A Honda resolveu transformar sua história sonora em um programa de alta fidelidade: o ronco de alguns de seus motores mais icônicos foi gravado em definição elevada para que entusiastas possam ouvir cada curva de giro com clareza. A iniciativa resgata uma herança que, mais do que visual, é profundamente auditiva.
O berço dessa coleção é o Collection Hall, no circuito Twin Ring Motegi, no Japão. Lá estão alinhadas máquinas que fizeram a lenda da marca — de motos vencedoras da Isle of Man TT ao primeiro carro de corrida Curtiss do próprio Soichiro Honda — e, ao contrário de vitrines estáticas, muitas dessas peças são religadas para ganhar vida no pátio.

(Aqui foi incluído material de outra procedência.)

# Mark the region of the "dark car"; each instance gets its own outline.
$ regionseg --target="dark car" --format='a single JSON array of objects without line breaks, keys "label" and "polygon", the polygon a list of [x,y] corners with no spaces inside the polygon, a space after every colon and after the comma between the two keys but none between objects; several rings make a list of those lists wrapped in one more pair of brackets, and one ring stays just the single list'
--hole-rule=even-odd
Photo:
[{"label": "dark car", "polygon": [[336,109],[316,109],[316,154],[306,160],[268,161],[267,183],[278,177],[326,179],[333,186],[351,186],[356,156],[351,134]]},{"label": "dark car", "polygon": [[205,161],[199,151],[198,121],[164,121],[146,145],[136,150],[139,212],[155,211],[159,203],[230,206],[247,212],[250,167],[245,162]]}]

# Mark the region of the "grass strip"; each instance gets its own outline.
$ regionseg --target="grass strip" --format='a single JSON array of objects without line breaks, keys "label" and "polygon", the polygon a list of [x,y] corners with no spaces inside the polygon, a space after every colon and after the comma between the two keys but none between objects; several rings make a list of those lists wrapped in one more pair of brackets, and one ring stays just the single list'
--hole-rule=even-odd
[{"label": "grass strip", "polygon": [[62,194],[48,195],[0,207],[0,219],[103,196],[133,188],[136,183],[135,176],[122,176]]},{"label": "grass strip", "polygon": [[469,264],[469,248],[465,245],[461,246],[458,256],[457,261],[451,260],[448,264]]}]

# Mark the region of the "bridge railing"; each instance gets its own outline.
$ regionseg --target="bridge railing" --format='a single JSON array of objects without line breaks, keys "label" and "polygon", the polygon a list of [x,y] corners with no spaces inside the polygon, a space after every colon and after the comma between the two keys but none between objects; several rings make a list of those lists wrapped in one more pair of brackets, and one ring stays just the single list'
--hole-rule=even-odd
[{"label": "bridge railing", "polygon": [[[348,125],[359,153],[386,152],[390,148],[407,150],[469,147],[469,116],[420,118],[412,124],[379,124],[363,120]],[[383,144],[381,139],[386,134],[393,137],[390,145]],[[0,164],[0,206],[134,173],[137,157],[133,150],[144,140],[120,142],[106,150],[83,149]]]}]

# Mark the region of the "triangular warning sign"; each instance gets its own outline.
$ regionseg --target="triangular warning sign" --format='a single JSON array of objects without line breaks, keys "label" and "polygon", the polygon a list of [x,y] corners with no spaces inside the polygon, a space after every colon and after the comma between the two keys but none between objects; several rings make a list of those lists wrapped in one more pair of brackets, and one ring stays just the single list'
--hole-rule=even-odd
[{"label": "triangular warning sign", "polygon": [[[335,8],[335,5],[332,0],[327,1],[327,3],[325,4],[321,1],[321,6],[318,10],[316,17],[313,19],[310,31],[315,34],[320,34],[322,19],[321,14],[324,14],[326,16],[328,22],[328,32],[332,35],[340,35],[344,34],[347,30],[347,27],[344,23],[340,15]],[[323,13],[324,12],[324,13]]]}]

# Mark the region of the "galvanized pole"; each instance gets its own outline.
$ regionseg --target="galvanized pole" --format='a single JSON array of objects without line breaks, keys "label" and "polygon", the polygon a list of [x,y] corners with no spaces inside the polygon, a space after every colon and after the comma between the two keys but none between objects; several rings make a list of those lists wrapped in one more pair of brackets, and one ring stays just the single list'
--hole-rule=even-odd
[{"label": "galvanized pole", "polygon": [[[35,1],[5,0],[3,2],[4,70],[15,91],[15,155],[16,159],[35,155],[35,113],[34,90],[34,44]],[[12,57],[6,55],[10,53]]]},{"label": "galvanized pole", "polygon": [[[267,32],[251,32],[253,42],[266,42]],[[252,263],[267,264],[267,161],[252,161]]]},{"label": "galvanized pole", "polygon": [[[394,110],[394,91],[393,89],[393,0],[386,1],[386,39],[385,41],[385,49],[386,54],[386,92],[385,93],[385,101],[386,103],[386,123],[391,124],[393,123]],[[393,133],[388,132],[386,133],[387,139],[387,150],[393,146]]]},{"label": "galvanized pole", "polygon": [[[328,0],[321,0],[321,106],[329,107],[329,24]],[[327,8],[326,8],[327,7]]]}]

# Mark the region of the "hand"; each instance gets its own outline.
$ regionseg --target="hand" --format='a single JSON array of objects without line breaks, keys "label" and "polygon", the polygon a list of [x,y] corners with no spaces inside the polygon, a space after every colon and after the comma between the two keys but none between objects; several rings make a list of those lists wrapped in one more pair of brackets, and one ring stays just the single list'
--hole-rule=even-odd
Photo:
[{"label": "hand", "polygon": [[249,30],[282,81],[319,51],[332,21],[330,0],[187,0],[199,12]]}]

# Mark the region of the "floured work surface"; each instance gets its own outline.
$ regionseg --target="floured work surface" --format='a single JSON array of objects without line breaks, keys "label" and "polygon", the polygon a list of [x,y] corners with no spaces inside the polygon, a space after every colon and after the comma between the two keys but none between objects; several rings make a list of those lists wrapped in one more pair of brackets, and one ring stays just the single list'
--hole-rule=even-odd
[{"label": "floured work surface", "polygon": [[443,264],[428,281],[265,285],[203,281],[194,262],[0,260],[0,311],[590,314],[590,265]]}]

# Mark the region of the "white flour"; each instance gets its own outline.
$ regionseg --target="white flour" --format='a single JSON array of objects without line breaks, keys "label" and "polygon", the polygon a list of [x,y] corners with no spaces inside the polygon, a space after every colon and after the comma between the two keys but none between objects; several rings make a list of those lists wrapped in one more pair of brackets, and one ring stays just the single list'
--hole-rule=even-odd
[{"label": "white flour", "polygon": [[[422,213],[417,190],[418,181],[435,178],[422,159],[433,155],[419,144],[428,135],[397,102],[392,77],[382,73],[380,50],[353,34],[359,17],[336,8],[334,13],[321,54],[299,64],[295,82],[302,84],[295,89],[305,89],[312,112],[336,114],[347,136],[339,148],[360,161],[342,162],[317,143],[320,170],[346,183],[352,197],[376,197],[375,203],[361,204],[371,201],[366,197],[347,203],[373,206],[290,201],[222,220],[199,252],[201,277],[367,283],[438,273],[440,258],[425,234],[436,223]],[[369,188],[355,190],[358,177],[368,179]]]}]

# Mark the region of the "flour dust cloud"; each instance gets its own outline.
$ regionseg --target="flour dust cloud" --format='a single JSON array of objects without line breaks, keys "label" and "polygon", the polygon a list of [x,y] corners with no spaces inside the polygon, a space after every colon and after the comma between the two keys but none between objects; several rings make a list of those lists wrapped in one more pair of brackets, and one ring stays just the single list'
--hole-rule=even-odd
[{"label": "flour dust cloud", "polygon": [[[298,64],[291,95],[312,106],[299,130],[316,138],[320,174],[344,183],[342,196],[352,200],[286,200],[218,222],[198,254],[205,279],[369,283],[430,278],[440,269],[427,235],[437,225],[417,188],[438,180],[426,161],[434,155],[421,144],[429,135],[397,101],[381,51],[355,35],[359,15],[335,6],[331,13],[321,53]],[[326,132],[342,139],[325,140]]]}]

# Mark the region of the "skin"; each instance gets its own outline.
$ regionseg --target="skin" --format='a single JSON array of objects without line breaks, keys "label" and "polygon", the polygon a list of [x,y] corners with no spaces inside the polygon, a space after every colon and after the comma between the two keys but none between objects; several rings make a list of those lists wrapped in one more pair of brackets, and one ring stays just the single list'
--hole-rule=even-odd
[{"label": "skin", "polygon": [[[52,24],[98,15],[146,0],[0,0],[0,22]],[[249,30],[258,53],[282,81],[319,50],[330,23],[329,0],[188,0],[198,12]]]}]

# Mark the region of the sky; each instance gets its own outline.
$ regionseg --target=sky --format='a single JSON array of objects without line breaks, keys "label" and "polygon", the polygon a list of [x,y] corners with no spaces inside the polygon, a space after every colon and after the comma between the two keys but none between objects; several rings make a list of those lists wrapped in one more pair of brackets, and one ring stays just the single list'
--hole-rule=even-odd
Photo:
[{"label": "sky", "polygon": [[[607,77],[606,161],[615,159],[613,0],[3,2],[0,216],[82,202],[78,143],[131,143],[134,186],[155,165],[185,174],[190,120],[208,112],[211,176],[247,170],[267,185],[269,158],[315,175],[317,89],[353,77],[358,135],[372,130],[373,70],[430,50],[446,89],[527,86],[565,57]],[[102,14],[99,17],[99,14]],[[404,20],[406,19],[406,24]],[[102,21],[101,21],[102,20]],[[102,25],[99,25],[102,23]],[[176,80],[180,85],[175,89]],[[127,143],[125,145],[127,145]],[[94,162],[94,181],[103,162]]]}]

Como nem todo fã tem como cruzar o Pacífico, a marca comemorou os 60 anos da sua primeira vitória na Fórmula 1 e começou a divulgar uma série de vídeos que deixam ouvir motores a chegar ao limite de giro. É a chance de sentir, mesmo de casa, o caráter agressivo de projetos concebidos para a pista.
Entre as relíquias sonoras, destaca-se o RA272 de 1965, equipado com um V12. O conjunto explode em som quando pega giro, lembrando que, nas origens na F1, a Honda buscava superioridade pelo motor, ainda que o chassi tivesse dificuldades para bater rivais como Brabham e Lotus. O conta-giros chega a marcar 10.000 rpm — um detalhe que fala por si.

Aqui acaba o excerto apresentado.